S&P Global Ratings affirmed Assured Guaranty’s AA rating and stable outlook, the strongest rating S&P assigns to any active muni insurer.
Assured is the largest muni insurer, ahead of Build America Mutual. S&P affirmed the same rating for BAM last month (“Alluring Muni Yields and a Good Night’s Sleep”).
Positive signs on the health of the two muni insurers come as the Federal Reserve Board signals its willingness to provide additional support to the market if necessary.
Muni insurer possesses “excellent capital”
In its research update this month, S&P noted Assured’s “excellent capital and earnings with a meaningful capital adequacy buffer at the current rating” and its “very strong competitive position.”
Indeed, both Assured and BAM are writing new business amid concerns surrounding the economic fallout from COVID-19.
Year to date, Assured has $7.68 billion of insured volume in 469 deals vs. $5.71 billion in 423 transactions in the first six months of last year, according the Bond Buyer.
“In addition to reiterating how our strong capital position, exceptional liquidity and proven business model support our AA financial strength ratings, S&P noted our increased opportunities in the current market environment,” Assured said in a statement.

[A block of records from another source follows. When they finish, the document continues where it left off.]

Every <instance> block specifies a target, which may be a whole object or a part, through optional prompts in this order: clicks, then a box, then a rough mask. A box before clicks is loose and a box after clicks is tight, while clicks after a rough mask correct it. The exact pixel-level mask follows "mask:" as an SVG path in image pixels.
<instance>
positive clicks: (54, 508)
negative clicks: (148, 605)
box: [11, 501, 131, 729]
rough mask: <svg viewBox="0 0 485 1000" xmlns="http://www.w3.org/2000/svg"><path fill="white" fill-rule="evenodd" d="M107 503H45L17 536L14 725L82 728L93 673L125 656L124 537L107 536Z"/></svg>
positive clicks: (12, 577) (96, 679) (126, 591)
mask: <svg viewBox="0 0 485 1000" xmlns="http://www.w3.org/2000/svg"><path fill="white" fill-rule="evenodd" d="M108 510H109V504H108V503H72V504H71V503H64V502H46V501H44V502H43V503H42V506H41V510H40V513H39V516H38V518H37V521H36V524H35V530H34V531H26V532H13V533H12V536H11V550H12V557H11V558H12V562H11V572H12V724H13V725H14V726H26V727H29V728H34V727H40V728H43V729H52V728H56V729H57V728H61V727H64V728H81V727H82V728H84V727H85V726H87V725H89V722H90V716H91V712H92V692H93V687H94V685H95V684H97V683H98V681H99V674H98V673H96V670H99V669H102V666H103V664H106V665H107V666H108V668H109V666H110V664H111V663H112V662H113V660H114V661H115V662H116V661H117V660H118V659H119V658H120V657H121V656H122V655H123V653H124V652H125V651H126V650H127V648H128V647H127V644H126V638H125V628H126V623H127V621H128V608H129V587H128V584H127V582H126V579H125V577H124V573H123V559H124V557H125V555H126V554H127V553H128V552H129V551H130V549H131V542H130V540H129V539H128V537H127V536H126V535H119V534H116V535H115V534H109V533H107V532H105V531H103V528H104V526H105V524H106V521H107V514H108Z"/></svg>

“These opportunities resulted in increased municipal bond insurance penetration during the second quarter and significant increases in new business volume for Assured Guaranty in both primary and secondary public finance markets.”
Fed ready to step up if necessary
In the wake of encouraging news on the bond insurers, a Fed member said it would consider stepping in if the muni market experiences volatility as it did earlier this year.

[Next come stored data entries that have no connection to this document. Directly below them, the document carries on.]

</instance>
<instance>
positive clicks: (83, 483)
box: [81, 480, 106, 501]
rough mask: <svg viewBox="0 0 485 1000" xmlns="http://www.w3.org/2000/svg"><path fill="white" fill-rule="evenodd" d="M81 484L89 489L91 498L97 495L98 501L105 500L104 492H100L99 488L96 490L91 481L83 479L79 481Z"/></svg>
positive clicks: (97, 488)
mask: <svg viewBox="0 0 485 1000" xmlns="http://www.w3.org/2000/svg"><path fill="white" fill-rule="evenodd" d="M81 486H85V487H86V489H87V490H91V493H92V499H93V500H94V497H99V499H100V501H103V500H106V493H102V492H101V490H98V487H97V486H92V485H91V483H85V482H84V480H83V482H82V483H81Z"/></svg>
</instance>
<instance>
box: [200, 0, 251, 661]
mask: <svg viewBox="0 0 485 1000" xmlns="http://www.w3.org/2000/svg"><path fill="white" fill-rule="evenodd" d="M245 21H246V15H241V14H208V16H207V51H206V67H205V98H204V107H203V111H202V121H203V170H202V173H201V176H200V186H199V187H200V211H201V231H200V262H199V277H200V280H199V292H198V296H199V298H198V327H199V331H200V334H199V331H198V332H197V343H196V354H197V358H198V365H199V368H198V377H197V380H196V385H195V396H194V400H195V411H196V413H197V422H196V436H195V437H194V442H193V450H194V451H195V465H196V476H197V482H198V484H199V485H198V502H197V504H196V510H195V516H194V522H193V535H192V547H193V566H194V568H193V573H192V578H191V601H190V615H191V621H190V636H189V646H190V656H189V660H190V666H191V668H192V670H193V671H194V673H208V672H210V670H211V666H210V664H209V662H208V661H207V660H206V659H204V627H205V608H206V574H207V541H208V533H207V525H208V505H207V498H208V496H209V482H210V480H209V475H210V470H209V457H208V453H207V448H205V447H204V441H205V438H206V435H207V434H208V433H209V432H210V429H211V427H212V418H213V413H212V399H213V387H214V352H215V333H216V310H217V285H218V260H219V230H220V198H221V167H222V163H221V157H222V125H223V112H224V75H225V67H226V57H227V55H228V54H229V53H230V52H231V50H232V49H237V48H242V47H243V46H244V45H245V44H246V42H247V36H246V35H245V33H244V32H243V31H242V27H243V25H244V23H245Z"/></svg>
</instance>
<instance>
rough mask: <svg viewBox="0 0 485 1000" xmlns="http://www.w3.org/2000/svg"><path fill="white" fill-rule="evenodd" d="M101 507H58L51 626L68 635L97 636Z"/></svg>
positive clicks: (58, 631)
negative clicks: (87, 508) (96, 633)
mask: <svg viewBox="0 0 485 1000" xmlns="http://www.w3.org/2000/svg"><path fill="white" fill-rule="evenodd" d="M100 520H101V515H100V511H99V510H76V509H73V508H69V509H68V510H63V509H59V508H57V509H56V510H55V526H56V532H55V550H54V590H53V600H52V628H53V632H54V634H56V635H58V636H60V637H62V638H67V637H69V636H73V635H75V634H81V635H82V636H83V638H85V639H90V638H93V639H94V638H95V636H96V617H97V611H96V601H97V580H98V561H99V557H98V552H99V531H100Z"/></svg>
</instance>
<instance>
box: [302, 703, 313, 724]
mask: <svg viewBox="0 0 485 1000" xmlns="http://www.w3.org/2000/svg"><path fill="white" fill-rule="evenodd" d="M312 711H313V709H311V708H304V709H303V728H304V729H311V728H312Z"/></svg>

Speaking at a conference earlier this month, Fed member Kent Hiteshaw said he hoped the turbulence in March and April, triggered by panic selling in the wake of COVID-19 concerns, wouldn’t be repeated.

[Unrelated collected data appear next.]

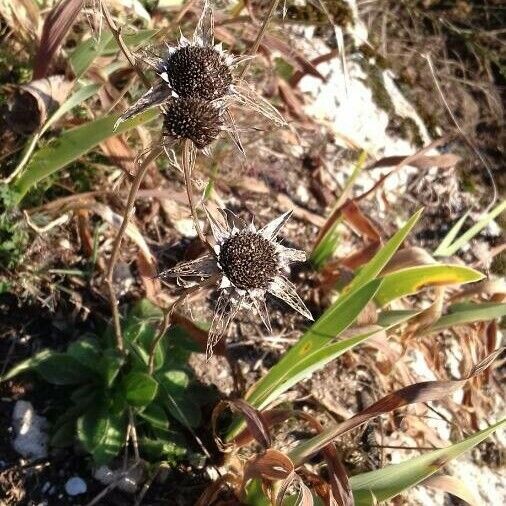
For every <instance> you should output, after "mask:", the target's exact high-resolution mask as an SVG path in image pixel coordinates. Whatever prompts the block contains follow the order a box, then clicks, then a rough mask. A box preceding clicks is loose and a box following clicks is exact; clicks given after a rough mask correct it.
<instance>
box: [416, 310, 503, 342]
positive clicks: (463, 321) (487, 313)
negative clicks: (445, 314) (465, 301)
mask: <svg viewBox="0 0 506 506" xmlns="http://www.w3.org/2000/svg"><path fill="white" fill-rule="evenodd" d="M503 316H506V304H496V303H493V302H487V303H482V304H458V305H454V306H450V312H449V313H448V314H446V315H443V316H442V317H441V318H440V319H439V320H438V321H437V322H436V323H434V324H433V325H432V326H430V327H429V328H428V329H427V330H425V331H424V332H423V333H424V334H430V333H431V332H438V331H440V330H443V329H446V328H449V327H453V326H454V325H465V324H466V323H473V322H480V321H488V320H494V319H496V318H502V317H503Z"/></svg>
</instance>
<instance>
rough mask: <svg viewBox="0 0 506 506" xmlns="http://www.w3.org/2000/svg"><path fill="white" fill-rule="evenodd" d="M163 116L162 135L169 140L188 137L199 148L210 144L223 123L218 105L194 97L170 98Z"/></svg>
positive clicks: (170, 141)
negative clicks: (171, 99) (166, 137)
mask: <svg viewBox="0 0 506 506" xmlns="http://www.w3.org/2000/svg"><path fill="white" fill-rule="evenodd" d="M163 116H164V119H163V125H164V135H165V136H166V137H167V138H168V139H169V141H170V142H174V141H178V140H183V139H190V140H191V141H192V142H193V143H194V144H195V146H196V147H197V148H199V149H204V148H205V147H206V146H208V145H209V144H211V143H212V142H213V141H214V140H215V139H216V138H217V137H218V135H219V133H220V130H221V127H222V125H223V121H222V119H221V113H220V109H219V107H218V106H217V105H215V104H213V103H212V102H208V101H207V100H204V99H201V98H196V97H188V98H174V99H172V100H170V101H169V102H168V103H167V104H166V108H165V111H164V114H163Z"/></svg>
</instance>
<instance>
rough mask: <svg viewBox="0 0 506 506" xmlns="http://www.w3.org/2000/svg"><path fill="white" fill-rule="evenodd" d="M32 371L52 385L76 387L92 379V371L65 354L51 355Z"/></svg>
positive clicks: (35, 367) (55, 353)
mask: <svg viewBox="0 0 506 506" xmlns="http://www.w3.org/2000/svg"><path fill="white" fill-rule="evenodd" d="M34 370H35V371H36V372H37V373H38V374H40V375H41V376H42V377H43V378H44V379H45V380H46V381H47V382H48V383H51V384H53V385H78V384H79V383H83V382H86V381H90V380H91V379H92V378H93V371H92V370H90V369H89V368H87V367H84V366H82V365H81V364H80V363H79V362H78V361H77V360H76V359H75V358H73V357H71V356H70V355H67V354H65V353H52V354H51V355H49V356H48V357H47V358H46V359H45V360H42V361H40V362H39V363H38V364H37V365H36V366H35V367H34Z"/></svg>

“My job, and our team’s job, is to continue to monitor the market and if additional intervention is required, the Fed is prepared to consider it,” he said, according to the Bond Buyer.
Last month the Fed launched the Municipal Liquidity Facility initiative, designed to provide up to $500 billion of credit to state and local governments. When the program was unveiled, the Fed promised it would “continue to closely monitor conditions in the primary and secondary markets for municipal securities and will evaluate whether additional measures are needed to support the flow of credit and liquidity to state and local governments.”
The program expires on Dec. 31, 2020.
As always, investors looking for municipal bonds that suit their objectives should do their homework and ask experienced specialists for help if needed.
With the recent news regarding muni insurers and the Fed’s support of the market, they can have some peace of mind doing so.